Laut RSF droht den Journalistinnen eine Anklage, etwa wegen Störung der öffentlichen Ordnung oder der angeblichen Provokation von “Ärger”. Der erste Tatbestand kann mit einer lebenslangen Haft geahndet werden.

RSF fordert die Freilassung der beiden noch inhaftierten Journalistinnen und aller weiteren Medienschaffenden. Nach Angaben der Organisation sind in China derzeit mindestens 100 Journalistinnen und Journalisten inhaftiert – mehr als in jedem anderen Land.

Gewalt gegen Demonstrierende

Berichten zufolge war die Polizei bei den Protesten teils gewaltsam gegen Demonstrierende vorgegangen. Auch Medienschaffende seien von der Polizei angegriffen worden, kritisiert RSF. Bei den Protesten in Shanghai Ende November wurde auch ein Journalist der BBC verhaftet und geschlagen.
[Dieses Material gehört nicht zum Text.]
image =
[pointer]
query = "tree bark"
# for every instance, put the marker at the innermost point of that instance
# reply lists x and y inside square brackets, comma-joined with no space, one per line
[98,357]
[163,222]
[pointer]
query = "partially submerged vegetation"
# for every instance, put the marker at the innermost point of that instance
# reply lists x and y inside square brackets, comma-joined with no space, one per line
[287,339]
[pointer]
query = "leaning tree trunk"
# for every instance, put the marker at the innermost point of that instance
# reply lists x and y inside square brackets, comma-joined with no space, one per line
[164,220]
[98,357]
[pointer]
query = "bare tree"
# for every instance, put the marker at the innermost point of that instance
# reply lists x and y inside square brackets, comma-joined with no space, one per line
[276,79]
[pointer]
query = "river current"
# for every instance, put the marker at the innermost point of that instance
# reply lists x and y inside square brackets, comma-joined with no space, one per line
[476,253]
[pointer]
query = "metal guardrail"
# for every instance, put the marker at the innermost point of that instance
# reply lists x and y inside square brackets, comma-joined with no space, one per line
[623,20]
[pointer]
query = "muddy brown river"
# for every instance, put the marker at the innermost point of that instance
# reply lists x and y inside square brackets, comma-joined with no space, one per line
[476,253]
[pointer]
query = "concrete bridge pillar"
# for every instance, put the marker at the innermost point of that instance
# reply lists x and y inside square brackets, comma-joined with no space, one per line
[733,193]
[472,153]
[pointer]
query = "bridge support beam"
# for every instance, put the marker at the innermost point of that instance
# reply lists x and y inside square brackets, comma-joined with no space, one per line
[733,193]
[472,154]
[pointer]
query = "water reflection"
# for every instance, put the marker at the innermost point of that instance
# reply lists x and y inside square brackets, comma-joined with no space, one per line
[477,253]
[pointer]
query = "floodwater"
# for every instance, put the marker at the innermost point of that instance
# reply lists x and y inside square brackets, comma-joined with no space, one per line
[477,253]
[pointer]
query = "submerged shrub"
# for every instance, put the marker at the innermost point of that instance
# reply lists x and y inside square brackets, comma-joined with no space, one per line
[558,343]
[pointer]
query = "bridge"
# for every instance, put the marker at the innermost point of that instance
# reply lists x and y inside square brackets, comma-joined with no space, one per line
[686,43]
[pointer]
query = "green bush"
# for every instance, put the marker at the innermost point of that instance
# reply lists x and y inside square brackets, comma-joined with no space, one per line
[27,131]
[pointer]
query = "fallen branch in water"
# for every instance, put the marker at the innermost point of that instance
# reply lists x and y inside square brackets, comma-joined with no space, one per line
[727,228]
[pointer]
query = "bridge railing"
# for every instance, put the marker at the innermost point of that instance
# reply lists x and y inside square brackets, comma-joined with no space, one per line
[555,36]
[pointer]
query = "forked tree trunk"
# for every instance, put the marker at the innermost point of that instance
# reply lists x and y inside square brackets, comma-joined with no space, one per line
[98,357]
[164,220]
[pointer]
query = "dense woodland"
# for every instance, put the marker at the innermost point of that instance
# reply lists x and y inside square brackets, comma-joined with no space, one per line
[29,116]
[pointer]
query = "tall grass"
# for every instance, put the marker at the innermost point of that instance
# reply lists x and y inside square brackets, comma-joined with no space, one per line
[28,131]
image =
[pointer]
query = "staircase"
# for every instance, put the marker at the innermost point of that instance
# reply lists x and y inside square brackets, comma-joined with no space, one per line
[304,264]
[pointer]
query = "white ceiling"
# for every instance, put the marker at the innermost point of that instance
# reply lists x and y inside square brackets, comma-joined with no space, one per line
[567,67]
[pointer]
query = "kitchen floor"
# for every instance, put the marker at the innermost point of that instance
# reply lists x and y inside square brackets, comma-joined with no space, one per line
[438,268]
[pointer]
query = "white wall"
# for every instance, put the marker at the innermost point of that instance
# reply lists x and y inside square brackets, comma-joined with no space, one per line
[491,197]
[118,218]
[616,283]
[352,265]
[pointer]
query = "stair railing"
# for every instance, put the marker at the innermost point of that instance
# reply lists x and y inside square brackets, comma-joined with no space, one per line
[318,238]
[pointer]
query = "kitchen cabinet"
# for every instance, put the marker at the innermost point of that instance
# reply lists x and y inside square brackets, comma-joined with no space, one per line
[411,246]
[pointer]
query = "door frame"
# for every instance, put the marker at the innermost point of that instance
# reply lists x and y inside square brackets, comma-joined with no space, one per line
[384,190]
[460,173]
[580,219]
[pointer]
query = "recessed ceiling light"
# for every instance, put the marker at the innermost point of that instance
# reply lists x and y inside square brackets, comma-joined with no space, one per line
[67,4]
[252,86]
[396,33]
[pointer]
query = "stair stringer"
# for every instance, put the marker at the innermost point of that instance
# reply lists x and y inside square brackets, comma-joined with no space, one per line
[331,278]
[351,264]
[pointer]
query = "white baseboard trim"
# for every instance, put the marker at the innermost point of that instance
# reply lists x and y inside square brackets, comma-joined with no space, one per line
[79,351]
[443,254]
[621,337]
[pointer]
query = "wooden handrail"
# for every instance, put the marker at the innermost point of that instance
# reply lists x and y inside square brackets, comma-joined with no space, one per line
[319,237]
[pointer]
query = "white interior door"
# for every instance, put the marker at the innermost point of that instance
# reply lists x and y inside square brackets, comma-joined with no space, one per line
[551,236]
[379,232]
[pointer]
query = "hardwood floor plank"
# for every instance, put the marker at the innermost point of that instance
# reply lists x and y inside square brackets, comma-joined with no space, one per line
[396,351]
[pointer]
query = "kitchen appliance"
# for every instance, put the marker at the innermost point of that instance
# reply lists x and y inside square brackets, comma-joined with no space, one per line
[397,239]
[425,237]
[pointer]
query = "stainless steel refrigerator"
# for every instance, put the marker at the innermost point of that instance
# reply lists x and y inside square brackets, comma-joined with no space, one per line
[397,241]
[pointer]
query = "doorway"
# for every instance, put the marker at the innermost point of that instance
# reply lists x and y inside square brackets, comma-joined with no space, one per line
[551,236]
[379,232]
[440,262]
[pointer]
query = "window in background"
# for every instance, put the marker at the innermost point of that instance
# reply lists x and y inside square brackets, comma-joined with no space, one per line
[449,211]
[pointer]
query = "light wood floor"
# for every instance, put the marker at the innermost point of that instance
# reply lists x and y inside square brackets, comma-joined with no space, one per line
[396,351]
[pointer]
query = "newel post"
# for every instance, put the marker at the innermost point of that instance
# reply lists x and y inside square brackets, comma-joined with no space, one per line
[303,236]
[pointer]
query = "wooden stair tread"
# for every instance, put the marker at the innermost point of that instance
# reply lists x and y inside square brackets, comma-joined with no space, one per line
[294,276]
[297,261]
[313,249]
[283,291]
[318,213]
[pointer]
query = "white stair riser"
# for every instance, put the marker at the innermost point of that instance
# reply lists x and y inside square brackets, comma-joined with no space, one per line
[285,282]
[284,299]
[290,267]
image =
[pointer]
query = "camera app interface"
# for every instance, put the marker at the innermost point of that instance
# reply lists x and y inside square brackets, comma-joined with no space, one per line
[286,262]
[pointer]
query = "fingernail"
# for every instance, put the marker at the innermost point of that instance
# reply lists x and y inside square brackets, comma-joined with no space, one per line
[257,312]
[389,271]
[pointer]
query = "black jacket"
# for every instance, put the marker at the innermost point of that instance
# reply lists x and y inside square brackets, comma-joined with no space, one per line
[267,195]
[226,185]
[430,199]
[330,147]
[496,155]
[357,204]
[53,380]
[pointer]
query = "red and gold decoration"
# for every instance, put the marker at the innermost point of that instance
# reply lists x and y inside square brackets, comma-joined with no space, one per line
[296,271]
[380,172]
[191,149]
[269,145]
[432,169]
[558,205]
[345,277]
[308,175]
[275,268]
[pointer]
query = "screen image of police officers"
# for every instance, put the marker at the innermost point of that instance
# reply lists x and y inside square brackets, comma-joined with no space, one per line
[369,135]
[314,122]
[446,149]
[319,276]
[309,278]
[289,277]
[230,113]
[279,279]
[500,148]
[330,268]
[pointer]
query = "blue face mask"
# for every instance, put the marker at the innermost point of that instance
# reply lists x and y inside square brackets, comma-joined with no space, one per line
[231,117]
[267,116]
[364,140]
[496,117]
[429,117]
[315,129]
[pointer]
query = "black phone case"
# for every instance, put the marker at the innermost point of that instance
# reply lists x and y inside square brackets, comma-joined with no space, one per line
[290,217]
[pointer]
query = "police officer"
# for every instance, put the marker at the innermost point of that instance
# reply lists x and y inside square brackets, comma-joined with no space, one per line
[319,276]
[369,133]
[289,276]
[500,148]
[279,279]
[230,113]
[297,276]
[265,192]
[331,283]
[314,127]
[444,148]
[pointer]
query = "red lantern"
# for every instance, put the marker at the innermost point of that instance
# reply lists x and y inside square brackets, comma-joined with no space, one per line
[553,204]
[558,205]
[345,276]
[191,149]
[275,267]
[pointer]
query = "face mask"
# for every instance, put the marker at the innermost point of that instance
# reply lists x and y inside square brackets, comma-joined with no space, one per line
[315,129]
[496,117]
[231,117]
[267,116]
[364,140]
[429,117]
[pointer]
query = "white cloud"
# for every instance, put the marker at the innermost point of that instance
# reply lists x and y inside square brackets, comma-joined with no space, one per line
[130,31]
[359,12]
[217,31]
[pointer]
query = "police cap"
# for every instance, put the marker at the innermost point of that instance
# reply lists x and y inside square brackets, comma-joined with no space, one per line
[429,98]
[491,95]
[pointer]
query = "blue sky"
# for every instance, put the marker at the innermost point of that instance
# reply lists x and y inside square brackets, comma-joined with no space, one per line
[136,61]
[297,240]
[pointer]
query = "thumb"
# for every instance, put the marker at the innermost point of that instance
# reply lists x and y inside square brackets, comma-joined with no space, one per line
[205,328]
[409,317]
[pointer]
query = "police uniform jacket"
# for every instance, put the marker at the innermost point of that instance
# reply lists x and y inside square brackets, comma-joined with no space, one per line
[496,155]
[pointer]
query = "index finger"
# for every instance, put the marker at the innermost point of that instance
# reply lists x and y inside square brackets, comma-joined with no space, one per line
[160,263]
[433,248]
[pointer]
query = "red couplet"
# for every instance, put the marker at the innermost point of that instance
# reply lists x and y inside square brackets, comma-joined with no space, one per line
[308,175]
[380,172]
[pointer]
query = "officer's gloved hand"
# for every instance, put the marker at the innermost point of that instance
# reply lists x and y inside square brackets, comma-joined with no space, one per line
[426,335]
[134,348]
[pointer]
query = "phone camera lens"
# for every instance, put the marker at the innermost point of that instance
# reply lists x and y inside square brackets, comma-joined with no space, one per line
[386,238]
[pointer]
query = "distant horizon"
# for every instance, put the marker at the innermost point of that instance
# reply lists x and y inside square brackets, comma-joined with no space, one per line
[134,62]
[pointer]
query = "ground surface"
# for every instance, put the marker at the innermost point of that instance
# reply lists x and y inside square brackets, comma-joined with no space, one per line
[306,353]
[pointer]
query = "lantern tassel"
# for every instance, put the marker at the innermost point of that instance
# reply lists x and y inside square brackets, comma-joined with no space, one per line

Die Polizei hatte ihn für mehrere Stunden festgehalten, bevor er freigelassen wurde. “Es ist sehr besorgniserregend, dass einer unserer Journalisten bei der Ausübung seiner Tätigkeit auf diese Weise angegriffen wurde”, hatte die BBC zu dem Vorfall erklärt.

Auch Demonstrierende wurden verhaftet – teils erst Wochen nach den Kundgebungen. Wie die Washington Post im Januar berichtete, soll die Polizei unter anderem Gesichtserkennung eingesetzt haben, um Teilnehmer zu identifizieren.

RSF kritisiert, die Kommunistische Partei habe ihre Kontrolle über die Medien und Medienschaffende seit dem Amtsantritt von Präsident Xi Jinping im März 2013 verschärft: Das Propagandaministerium der Partei sendet Medien demnach täglich eine Liste mit Themen, die sie hervorheben sollen – und anderen, über die sie unter Androhung von Sanktionen nicht berichten dürfen.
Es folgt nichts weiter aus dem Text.